Image La perspectiva de género es un planteamiento de acción para lograr el empoderamiento de la mujer en una sociedad que históricamente la ha relegado a un segundo plano en todas las esferas de desarrollo. Así como amplia es la discriminación, también lo es el alcance de la perspectiva de género como alternativa de emancipación. Y es que trasciende desde los más sofisticados hasta los más elementales y cotidianos aspectos sociales de sustentación de la inequidad.

Una de esas esferas sutiles, pero certeras, en que opera la inequidad genérica, son los medios de comunicación social, a través de los cuales se transmiten modelos de referencias y se contribuye a la perpetuación del orden social establecido. El periodismos se convierte, entonces, en una herramienta eficaz para contribuir a propiciar cambios.

El asunto está en cómo hacer periodismo con equidad. Para escribir con perspectiva de género se precisa ser crítico o crítica en los planteamientos y análisis de los acontecimientos y, buscar las causas y repercusiones de los hechos, tomando en cuenta todas las dimensiones sociales. Esto es justamente lo que hace Graciela Azcárate en su artículo ”Sólo voces...ni una sola palabra 9:52 PM”, a propósito del manejo que han hecho los medios de comunicación en relación al incendio ocurrido el 30 de diciembre pasado en una discoteca en Buenos Aires, Argentina, en la que murieron 189 personas, incluidas jóvenes madres y sus hijos.

En el referido artículo, la periodista vincula un problema de población y salud no resuelto por las autoridades competentes, con elementos culturales alternativos propios del pueblo argentino, creados en un largo proceso de búsqueda de la dignidad humana y ciudadana.

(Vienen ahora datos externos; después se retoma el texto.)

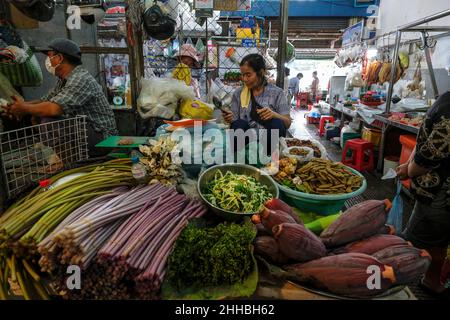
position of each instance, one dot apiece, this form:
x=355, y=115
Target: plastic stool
x=362, y=155
x=323, y=121
x=302, y=99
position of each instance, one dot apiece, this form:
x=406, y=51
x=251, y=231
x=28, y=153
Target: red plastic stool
x=323, y=121
x=362, y=155
x=302, y=99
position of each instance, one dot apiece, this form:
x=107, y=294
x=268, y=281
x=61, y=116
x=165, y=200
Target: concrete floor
x=376, y=188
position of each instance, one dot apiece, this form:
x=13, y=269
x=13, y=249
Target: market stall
x=135, y=236
x=177, y=212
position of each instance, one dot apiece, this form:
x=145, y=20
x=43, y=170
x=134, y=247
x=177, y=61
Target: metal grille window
x=31, y=154
x=220, y=38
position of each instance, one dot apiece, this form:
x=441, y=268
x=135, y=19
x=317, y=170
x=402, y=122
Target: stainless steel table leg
x=384, y=130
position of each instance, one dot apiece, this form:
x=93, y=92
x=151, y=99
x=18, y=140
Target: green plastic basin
x=320, y=204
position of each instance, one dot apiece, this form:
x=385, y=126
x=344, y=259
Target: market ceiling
x=309, y=8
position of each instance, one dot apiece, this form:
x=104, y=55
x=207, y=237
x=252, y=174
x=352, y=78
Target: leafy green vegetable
x=235, y=290
x=236, y=193
x=215, y=256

En tal sentido escribe: “En la Argentina, como mínimo, una de cada diez familias es extremadamente joven, ya que el 15 por ciento de los bebés argentinos nacen de madres menores de 20 años, según datos del Ministerio de Salud de la Nación. Dentro de esas familias adolescentes, hay un mundo de familias rock, “expulsadas y alejadas a la vez, del modelo televisivo papá sale del banco/mamá sale del tenis/nenenena salen del colegio/se suben a la camioneta con DVD trasero y parten en busca de un verano para saltar las olas en paz”.

“Algunas de esas familias rock murieron incineradas en la tragedia de República Cromañon, en la que más de 189 personas, de las cuales 75 eran mujeres, desaparecieron víctimas del desamparo nacional además de 10 chicos de entre 10 meses y 10 años que habían ido junto a algunos de sus padres o familiares”. Se observa cómo la comunicadora establece una correlación entre las causas del hecho y las injusticias provocadas por una sociedad clasista en la que despoja a inmensas cantidades de ciudadanos y ciudadanas de derechos tan elementales como la recreación.

Prosigue Graciela Azcárate: “Ernesto Che Guevara decía de la Argentina que era un país de una hermosa fachada pero perverso y terrible en su contracara, en el libro “The farmer” de Jorge Rivera, este le hace decir a Juan Manuel de Rosas en el exilio de Inglaterra: “Siempre podré contar con la inconmovible y habitual cobardía de los Argentinos” Al más puro estilo del “yo no fui” el síntoma argentino se manifestó en empezar a trasladar a los papás y mamás adolescentes heridos y fallecidos del rol de víctimas al de culpables”.“La palabra filicidio, en boca de ciertos periodistas, resume la postura de acusar de asesinas a las mamás que llevaron a sus hijos al recital de Callejeros, el 30 de diciembre pasado. Cabe preguntarse en la responsabilidad de los adultos tanto padres, profesores, empresarios, instituciones gubernamentales: Qué hace la sociedad para evitar el embarazo adolescente y porqué supone que las adolescentes de 17 años deben convertirse en mujeres con conductas ejemplares y maduras de señoras de 35 años? Los medios de comunicación, tratan de impulsar la demonización de la familia rock como la mejor forma de exorcizar la sensación de potencial tragedia y de responsabilidad compartida”.

En estos párrafos la periodista deja al desnudo la doble moral del Estado y de otros sectores, los cuales lejos de asumir corresponsabilidades en la tragedia por no haber cumplido sus roles y responsabilidades, transfieren las causas al ámbito individual, culpando a las madres jóvenes de las muertes de sus hijos y de las de ellas mismas. Platea cómo los medios de comunicación social manipulan la percepción y postura de la población ante un determinado hecho, al hacer un manejo clasista y sexista de las informaciones, con lo cual reproducen los patrones de pensamientos machistas que hacen a las mujeres responsables absolutas del bienestar de los hijos e hijas, así como madres abnegadas capaces de sacrificar sus necesidades y anhelos. Así se escribe con perspectiva de género.